Marla respiró hondo. Seguía alterada. Extendió la mano, y Kab depositó en ella el medallón de Sabina. La reina se volvió para examinarlo a la luz de la habitación, y lo comparó con el suyo propio.

A simple vista parecían iguales, pero Marla sabía que no lo eran. Ambos eran las dos caras de un amuleto único que guardaba un prodigioso secreto en su interior. La joven reina alzó su medallón para que la inscripción de su cara interna fuese claramente visible.
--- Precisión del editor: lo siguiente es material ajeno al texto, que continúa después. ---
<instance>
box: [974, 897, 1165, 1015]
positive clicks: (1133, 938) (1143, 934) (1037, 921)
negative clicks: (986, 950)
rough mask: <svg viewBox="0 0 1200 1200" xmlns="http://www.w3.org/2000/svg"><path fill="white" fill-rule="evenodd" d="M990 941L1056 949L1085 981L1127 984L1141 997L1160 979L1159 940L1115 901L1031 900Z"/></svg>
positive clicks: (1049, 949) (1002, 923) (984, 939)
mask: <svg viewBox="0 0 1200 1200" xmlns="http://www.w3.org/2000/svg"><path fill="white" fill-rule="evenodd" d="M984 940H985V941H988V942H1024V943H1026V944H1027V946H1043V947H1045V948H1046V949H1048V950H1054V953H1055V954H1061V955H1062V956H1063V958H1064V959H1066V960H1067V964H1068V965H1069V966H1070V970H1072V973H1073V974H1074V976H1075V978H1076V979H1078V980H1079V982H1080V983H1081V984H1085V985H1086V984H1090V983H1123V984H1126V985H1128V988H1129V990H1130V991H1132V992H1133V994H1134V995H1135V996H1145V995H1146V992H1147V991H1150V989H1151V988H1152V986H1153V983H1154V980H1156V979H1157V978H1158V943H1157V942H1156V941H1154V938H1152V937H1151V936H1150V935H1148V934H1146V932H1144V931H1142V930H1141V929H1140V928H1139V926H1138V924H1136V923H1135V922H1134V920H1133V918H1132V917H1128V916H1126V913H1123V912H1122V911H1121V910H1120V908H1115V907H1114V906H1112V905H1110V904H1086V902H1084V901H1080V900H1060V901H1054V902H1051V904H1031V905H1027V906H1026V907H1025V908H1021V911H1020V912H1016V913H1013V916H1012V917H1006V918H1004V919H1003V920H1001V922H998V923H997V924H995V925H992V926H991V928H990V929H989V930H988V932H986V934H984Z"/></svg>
—«Sólo un Protegido despertará al Devastador» —leyó—. Me precipité, Kab. La profecía no concluía ahí.

—¿Qué queréis decir?

La reina le mostró entonces el medallón de Sabina.

—¿Sabes lo que esto significa? Que los rumores eran ciertos, y Ravard guardaba más de una sorpresa en su reino.

—Por fortuna, la hemos capturado a tiempo.

—¿Y su acompañante? Sé que no estaba sola.

—Lo hemos encontrado en el pasadizo que utilizaron para entrar. Tratamos de capturarlo, pero no lo conseguimos. Logró ganar la salida. Se llevó el cuerpo del rey.

—Volverá, no me cabe duda. En cuanto dé sepultura al rey, regresará a buscar a esa chica. Kab vaciló.

—Mi señora, creo que hay algo más que deberíais saber. Ese tipo se fue…

—¿… volando?

—¿Cómo… cómo…?

—¿Que cómo lo sé?

Los ojos de Marla brillaron peligrosamente. Unió los dos medallones y comprobó que éstos encajaban a la perfección, como las dos caras de una moneda, formando una única joya que se abría como un libro.

También el medallón de Sabina mostraba una inscripción. Marla lo leyó todo seguido:

—«Sólo un Protegido despertará al Devastador… guiado por su ángel.»